337550 - Network connection dies after browser has been idle

Reporter

Description

•

18 years ago

User-Agent: Mozilla/5.0 (Macintosh; U; PPC Mac OS X Mach-O; en; rv:1.9a1) Gecko/20060510 Camino/1.2+ Build Identifier: Mozilla/5.0 (Macintosh; U; PPC Mac OS X Mach-O; en; rv:1.9a1) Gecko/20060510 Camino/1.2+ With the most recent Trunk builds - using 2006051020 (1.2+) - the browser fails to connect to websites after it has been idle for a moment. It shows 'loading' in the statusbar, but the site is never loaded. Other symptoms observed: clicking on a link does nothing anymore. This has happened in two ways: load page, then go reading your email , back to browser, and it is dead load page, let it sit there while I was looking at another browser on another computer. First noticed with my own build (checkout start: Thu May 11 08:33:57 JST 2006), and now with the 2006051020 (1.2+) 'Maya' build. Suspicion is on bug 326273. Camino atm, can't check with Firefox - the equivalent FX tinderbox builds simply crash at start-up (bug 337481). My network connection is alright, as I can connect with other browsers. Reproducible: Always

froodian (Ian Leue)

Comment 1

•

18 years ago

This WFM with that same Maya build. Is it possible that this is just DNS stuff?

philippe (part-time)

Reporter

Comment 2

•

18 years ago

It happens with any site, including those loaded from my own dev. server. Loading the same site, at the same moment nearly, in any other browser works perfectly.

philippe (part-time)

Reporter

Comment 3

•

18 years ago

Surprisingly, I haven't been able to reproduce this on OS X 10.3.9. But it reproduces on two machines running 10.4.6.

Hiro

Comment 4

•

18 years ago

It reproduces. Mac OS X 10.3.9 Camino NB

Smokey Ardisson (offline for a while; not following bugs - do not email)

Comment 5

•

18 years ago

I see this in today's (200605011-01) trunk nightly on 10.3.9. Even stuff that doesn't have to hit the network (Bookmarks) just goes "Loading..." forever. One time the console.log printed this message: libxpt: bad magic header in input file; found '', expected 'XPCOM\nTypeLib\r\n\032' It doesn't show up every time, though. We need to verify the regression ranges (was yesterday's nightly before , but since basically the only thing that landed on the trunk yesterday was bug 326273....

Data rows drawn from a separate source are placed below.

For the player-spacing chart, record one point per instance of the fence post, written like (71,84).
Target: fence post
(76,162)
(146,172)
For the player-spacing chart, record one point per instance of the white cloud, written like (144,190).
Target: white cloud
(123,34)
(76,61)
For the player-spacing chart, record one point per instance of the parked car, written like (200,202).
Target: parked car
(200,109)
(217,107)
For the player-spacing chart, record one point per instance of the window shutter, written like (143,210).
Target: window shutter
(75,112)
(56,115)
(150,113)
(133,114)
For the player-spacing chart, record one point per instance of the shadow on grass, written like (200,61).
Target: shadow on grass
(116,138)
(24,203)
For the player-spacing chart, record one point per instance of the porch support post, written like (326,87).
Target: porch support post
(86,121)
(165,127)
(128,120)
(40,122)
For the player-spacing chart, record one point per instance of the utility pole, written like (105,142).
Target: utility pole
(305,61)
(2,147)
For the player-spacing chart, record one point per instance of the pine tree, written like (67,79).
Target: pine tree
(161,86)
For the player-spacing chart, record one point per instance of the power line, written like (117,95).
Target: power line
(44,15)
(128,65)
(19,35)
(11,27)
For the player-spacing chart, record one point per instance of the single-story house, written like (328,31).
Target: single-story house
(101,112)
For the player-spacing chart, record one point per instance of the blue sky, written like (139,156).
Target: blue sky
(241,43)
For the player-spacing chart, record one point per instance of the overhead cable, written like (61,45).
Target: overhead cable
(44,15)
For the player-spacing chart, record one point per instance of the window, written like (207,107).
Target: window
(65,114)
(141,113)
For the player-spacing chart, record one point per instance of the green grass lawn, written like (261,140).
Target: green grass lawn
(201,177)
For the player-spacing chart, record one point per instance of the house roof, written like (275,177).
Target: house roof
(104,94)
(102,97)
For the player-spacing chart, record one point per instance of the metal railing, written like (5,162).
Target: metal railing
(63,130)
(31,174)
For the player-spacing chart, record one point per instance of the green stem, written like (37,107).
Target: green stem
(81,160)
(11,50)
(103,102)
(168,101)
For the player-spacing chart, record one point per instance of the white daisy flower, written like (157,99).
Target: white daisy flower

Severity: major → critical

Status: UNCONFIRMED → NEW

Ever confirmed: true

Keywords: regression

philippe (part-time)

Reporter

Comment 6

•

18 years ago

The last build that works for me was this 'Maya' build: 2006051008 (1.2+)

Smokey Ardisson (offline for a while; not following bugs - do not email)

Comment 7

•

18 years ago

Ah, I got it to happen in the build I was using yesterday, too; apparently I had never paused long enough when I was doing stuff in the trunk builds yesterday--it seems the length of the pause required to cause this can sometimes be quite short and other times quite long :/ But the build philippe notes as the last working one is the last one before ThreadManager landed. Darin, mento, any idea what might be causing Camino to "lose" network connectivity?

Blocks: nsIThreadManager

Joel Craig

Comment 8

•

18 years ago

JUst to add, seeing the smae thing on Intel.

Håkan Waara

Comment 9

•

18 years ago

I saw a weird hang yesterday in my trunk build, is this a hang?

Keywords: hang

Darin Fisher

Comment 10

•

18 years ago

It sounds like something is preventing the processing of 'gecko' events. I'd start by investigating the changes made in widget/src/cocoa/.

Warren TenBrook

Comment 11

•

18 years ago

Now seeing the same thing on 10.4.6, Camino Version 2006051122 (1.2+)

Mark Mentovai

Comment 12

•

18 years ago

In debugging bug 337841, I'm seeing cases where we get stuck in the native run loop when we really should be getting called away from it to process Gecko events. In that case, Camino's UI would continue to run but Cocoafox's would not. That's consistent with the behavior I'm seeing.

Darin Fisher

Comment 13

•

18 years ago

> In debugging bug 337841 Make that bug 337481. Thanks for looking into this Mark!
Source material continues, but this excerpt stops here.